Llegamos al teatro Tonalá alrededor de las seis y media de la tarde. Es un lugar muy bonito, con un ambiente bohemio y luces con enredaderas de cables en el techo. Tiene una cafetería y un restaurante muy sofisticados. Empezamos a hacer la fila para reclamar las boletas que mi papá había reservado. Mientras tanto yo fui al baño, y cuando salí, mi papá ya tenía las boletas en mano. Subimos, y le dije que tenía sed. Me dio un billete de veinte mil para que bajara a comprarme algo. Empecé a hacer fila solo para una botella de agua, pero únicamente había dos muchachas atendiendo y había más gente antes que yo. Los minutos se empezaron a volver más lentos de lo normal, y yo, sabiendo de la impaciencia de mí papá, empecé a mover mi pierna frenéticamente. Cuando al fin fue mi turno, mi papá bajó, me miró con un gesto muy serio y de mal genio, y me gritó: "¡Juliana! ¡¿Cuánto más toca esperar?!". Reclamé mi botella y rápidamente corrí hacia él.
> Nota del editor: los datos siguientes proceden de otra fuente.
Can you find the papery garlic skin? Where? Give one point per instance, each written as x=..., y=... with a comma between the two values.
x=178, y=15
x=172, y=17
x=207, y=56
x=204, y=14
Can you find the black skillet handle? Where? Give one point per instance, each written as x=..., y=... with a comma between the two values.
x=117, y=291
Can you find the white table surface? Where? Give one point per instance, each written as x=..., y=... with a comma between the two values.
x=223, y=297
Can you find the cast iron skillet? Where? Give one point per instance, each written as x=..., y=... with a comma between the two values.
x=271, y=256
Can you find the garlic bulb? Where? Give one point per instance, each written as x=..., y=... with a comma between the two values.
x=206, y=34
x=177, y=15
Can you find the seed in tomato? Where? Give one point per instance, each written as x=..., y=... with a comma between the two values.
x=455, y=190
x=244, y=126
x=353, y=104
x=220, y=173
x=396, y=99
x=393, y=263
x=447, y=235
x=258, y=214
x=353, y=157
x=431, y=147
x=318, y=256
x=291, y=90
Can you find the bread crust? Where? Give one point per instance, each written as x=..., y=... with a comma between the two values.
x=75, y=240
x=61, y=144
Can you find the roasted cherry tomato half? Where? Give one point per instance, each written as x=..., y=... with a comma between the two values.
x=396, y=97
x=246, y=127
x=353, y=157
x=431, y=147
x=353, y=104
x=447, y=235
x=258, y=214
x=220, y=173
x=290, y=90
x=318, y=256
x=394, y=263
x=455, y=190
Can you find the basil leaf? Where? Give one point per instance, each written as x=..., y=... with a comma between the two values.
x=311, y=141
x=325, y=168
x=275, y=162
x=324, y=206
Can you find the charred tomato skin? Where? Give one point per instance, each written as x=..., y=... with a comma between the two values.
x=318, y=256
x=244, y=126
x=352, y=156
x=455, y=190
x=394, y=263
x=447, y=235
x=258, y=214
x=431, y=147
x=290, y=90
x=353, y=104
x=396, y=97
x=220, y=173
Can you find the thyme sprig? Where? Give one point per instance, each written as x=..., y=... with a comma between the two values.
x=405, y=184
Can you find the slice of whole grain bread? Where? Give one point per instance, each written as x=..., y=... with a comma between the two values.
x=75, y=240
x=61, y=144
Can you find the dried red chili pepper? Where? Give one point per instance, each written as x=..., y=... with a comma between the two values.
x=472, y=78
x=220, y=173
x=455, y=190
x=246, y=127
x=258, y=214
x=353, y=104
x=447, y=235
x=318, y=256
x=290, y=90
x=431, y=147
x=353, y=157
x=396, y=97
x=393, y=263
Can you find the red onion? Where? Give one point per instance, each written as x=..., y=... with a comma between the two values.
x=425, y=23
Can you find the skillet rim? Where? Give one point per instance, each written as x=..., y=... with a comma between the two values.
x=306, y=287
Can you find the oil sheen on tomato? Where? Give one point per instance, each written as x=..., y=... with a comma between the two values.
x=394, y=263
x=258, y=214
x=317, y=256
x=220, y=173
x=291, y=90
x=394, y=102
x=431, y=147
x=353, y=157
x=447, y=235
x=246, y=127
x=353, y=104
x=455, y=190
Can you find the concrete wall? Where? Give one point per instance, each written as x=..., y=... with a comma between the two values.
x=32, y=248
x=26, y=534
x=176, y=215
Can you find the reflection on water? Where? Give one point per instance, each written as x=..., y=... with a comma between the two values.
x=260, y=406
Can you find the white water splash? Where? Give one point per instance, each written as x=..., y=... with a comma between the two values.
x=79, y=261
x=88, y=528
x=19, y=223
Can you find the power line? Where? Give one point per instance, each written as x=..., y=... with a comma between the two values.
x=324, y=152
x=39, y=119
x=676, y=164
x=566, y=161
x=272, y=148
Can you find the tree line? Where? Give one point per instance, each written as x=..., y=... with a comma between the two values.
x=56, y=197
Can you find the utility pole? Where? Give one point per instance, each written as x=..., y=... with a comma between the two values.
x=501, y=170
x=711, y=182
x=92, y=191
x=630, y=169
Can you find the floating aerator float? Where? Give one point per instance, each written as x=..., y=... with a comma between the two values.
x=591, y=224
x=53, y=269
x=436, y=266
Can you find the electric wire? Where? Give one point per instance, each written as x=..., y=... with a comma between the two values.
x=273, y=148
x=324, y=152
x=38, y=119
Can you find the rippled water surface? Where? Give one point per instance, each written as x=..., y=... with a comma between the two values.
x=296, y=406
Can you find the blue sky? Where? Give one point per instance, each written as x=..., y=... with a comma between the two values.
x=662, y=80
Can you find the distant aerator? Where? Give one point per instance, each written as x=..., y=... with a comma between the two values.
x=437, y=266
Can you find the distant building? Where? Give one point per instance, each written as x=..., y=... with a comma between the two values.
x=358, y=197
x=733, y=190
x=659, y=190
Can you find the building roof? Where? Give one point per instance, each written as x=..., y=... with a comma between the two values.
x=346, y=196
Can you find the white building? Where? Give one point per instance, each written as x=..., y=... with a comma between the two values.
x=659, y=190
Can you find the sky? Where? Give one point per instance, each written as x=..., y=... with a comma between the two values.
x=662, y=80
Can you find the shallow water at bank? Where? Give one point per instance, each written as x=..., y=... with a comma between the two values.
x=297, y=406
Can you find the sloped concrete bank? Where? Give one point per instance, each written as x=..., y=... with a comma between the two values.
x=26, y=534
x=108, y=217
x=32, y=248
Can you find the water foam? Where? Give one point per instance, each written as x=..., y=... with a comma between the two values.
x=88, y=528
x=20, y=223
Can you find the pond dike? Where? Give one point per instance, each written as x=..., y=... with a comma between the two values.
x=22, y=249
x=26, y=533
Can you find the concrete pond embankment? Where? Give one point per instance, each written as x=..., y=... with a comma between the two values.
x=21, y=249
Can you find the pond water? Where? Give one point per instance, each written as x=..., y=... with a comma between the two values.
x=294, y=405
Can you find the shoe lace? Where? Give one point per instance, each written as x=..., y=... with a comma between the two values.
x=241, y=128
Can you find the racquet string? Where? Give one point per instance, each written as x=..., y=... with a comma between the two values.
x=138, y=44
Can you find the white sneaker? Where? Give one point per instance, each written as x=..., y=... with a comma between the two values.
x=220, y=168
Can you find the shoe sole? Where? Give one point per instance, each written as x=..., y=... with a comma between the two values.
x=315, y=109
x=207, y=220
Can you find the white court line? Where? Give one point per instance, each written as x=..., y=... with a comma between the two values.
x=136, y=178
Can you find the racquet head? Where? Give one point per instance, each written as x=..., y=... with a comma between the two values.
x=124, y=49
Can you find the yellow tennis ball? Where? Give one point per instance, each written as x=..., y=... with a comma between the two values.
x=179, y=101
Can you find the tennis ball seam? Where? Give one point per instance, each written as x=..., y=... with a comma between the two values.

Subimos hasta el tercer piso y llegamos a un lugar muy oscuro; era un pasillo negro con luces de colores en los costados del suelo. Llegamos hasta una sala de cine, relativamente pequeña frente a las de un cine normal de un centro comercial, pero las sillas se veían supremamente cómodas y espaciosas, y eso me atrajo mucho. Eran sillas de cuero negras, más bien a la altura del piso, pero comparando mi tamaño con ellas, creo que yo podría caber ahí tres veces. Nos sentamos a gusto y esperamos a que empezara el largometraje.

Inició el documental, y lo primero que vi, que me impactó mucho, es que el documental comienza con el rostro de Ciro frente a la cámara, como mirándonos a todos los que nos encontrábamos en la sala. La cara de un colombiano, un colombiano afligido, que ha pasado por bastante dolor y tristeza durante todos sus años de vida. El narrador era el director de la película. Se llama Miguel Salazar. Contaba con abatimiento todo lo que Ciro y su familia le narraban, desde que los conoció en Caño Cristales, municipio de La Macarena, en el año 2000.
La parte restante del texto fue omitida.